You Mustn't Give Your Heart To A Wild Thing

Twenty Three

‘Verity, it’s uh, it’s ye Mother’

I couldn’t remember the last time I’d heard her voice, but that wasn’t to say I didn’t recognise it. ‘I forgot ye birthday, ‘m sorry. Jake reminded me last week and it must’ve slipped my mind, ‘ve been busy an’…well, Happy Birthday pet. If ye could give me a call when ye get this I can get ye address an’ see about sendin’ over a pressie; I can‘t believe I don‘t ‘ave my own daughters address. I…give me a call love, please. It’d be nice t’ catch up with ye’

Alex found me frozen to the spot; my pointed index finger poised above the ‘delete’ button. A large colourful bag was clutched in his hands and a bunch of heart shaped foil balloons were hovering just above his head. “Should I ask who that was?”

“It were my Mum” I mumbled quickly, “apologisin’ for missing my birthday”

He opened his mouth to pose the question I could read in his furrowed brow, but I continued before he had the chance. “Which she hasn’t, not even wi’ the time difference or whatever. ‘s my birthday today, everywhere. I can’t believe she got it wrong”

‘Your message has been deleted’

“Ye’d think that givin’ birth might be something that’d stick with ye”

Alex shrugged awkwardly, a clumsy smile smudging across his lips.
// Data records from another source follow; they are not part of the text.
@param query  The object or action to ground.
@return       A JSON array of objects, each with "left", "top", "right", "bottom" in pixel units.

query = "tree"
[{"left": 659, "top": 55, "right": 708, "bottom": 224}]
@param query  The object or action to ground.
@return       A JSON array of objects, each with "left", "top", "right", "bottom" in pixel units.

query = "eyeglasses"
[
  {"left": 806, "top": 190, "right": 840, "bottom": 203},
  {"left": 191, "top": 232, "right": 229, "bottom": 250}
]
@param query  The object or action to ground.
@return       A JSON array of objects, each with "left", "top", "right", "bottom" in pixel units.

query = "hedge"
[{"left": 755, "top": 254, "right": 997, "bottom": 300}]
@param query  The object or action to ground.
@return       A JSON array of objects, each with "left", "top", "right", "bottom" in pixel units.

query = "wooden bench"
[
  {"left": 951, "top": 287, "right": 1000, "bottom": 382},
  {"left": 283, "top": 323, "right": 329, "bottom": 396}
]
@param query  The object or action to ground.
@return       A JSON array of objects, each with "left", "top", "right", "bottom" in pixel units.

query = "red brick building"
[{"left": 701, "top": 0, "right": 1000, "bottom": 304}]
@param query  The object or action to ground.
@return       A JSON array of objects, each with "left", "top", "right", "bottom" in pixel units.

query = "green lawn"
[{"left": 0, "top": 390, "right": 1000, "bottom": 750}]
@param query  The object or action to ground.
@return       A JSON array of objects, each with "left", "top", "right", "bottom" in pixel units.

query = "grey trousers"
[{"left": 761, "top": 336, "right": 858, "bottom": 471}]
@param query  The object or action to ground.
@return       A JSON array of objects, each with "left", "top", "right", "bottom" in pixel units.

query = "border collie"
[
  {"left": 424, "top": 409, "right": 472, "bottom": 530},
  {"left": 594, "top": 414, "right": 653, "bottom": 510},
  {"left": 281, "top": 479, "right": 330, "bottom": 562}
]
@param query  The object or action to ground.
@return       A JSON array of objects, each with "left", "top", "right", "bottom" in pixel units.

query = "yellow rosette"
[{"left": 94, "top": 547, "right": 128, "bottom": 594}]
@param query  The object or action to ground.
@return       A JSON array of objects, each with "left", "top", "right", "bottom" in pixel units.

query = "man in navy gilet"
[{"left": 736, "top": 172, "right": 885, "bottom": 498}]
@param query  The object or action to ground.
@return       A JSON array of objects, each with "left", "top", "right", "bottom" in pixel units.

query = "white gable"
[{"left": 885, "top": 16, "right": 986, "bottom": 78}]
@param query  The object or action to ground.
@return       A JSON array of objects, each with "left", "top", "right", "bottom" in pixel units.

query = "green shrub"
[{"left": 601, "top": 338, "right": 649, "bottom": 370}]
He would happily wax lyrical about most things that bugged me, but when it came to my Mom he was always uncharacteristically silent. He didn’t feel comfortable…or something.

I shook my frustrations out through limp arms, “Are those for me?”

His smile slipped from smudged to sheepish and he answered, not with words, but by pushing the bag in my direction. It was filled to the very top with beautifully wrapped presents and gift boxes. Magenta and violet tissue paper filled the spaces between, and my name was scrawled messily on every heart shaped tag attached to each parcel; ‘love Alex’ scribed below. “Ye didn’t ‘ave to…”

“And risk that wrath when you thought I’d forgotten?” He chuckled lightly, “No thank you”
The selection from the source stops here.